In this tool, we are going to say, we are going to do a different “stepping Stone” in each term.
So we will put up the four Stepping Stones below each term, and now I’m going to put a card, under each Stone, where we will write the curriculums we will do.
So now looking at the chart we have terms, the Stepping Stones, the curriculum for the term, and below any events we choose to do. It may well be a good strategy to have one event a term.
Now I have just put the “Stepping Stones up in a random order, but we may now want to discuss is there a preference of order? Perhaps, you think they just work well in a particular order, but I would I also say also, it is good if the events are similar the teaching.
For example, I’m going to choose to Justice in Term 2, because we could do the 40 hour famine, and also encourage our young people to wear pink on Pink Shirt Day, the anti bullying campaign day.
im now going to put Practices in the term we are doing singing practice for White Sunday, Belief in term 1 when we have easter camp, and we do topics in term 4.
For you, this may look quite different, your church may offer a confirmation/baptism class each year in term 4, so you want to do Belief in term 3, and then at the end term challenge the young people to sign up for the class in term 4.
This is now the time we would look at the curriculums that match the Stepping Stone topics.
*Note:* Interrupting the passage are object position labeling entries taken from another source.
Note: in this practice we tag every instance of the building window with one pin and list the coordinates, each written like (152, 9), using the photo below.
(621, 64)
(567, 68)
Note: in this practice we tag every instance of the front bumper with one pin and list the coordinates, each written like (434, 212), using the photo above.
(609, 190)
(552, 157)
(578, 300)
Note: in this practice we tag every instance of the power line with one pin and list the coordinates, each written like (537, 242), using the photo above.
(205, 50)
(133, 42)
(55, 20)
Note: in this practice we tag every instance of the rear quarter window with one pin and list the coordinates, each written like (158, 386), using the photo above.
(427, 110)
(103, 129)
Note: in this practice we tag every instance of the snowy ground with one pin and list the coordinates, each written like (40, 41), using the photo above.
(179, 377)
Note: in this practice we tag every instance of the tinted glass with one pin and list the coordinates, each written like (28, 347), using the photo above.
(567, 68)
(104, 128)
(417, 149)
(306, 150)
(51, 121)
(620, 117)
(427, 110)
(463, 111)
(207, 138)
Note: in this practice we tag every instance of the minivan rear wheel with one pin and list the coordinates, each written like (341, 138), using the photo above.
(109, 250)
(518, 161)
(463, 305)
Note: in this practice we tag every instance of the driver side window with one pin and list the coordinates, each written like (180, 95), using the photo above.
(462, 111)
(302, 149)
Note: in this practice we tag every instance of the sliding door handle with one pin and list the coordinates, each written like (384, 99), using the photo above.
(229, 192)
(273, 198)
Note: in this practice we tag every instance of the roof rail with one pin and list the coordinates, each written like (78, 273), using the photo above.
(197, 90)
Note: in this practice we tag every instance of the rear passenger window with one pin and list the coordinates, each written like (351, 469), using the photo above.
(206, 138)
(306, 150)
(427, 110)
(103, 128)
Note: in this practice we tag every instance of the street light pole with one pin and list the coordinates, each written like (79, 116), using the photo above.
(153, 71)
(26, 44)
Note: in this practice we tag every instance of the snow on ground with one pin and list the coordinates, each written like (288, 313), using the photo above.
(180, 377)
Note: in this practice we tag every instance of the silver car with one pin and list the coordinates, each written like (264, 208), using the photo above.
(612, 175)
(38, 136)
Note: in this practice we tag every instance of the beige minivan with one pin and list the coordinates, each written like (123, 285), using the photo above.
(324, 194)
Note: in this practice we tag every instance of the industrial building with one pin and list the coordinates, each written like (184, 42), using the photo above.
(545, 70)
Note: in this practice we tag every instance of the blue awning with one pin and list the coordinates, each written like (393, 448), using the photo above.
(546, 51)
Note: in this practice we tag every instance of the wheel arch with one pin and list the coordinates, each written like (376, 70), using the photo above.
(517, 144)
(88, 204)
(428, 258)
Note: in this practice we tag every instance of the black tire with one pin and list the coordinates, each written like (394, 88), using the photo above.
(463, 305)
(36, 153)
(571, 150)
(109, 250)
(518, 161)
You as the key leader should probably prepare before the meeting by looking through the Stepping Stones website, and have good suggestions that you can bring.
For me in this example, we have looked at the website, and we have decided this year
For the Belief Section to run some sessions from the Bible Project, great videos and free.
For the Justice Section, we are going to do the free L is for Life curriculum from Tearfund and also do a couple of sessions from the 40 Hour Famine resource from Fuller Youth Institute (again free)
For the Practices we are going to do the Alpha Prayer course, we have heard great reviews and it is also free.
And finally for the Life section we going to spend some money and splash out $20 on the High School Topics Talksheets from the Book Depository (free shipping)
You may now want to add a couple more events into your calendar, perhaps a welcoming event, or a Christmas Party.
This is where are going to stop in this video, but in your meeting you may want to add in a row for parent events, and a row for youth leaders events, put up Connect and leaders meetings etc.
This is a great tool to play around with ideas with your leaders. Making sure things flow well and dont clash with other events.
After this meeting the next stage of course will be splitting it down to what you are doing for each week. But you have got the big picture planning done, and you wont spend time each week stressing what you are going to teach at youth group.

I hope this, or a variation of this will help you in your planning.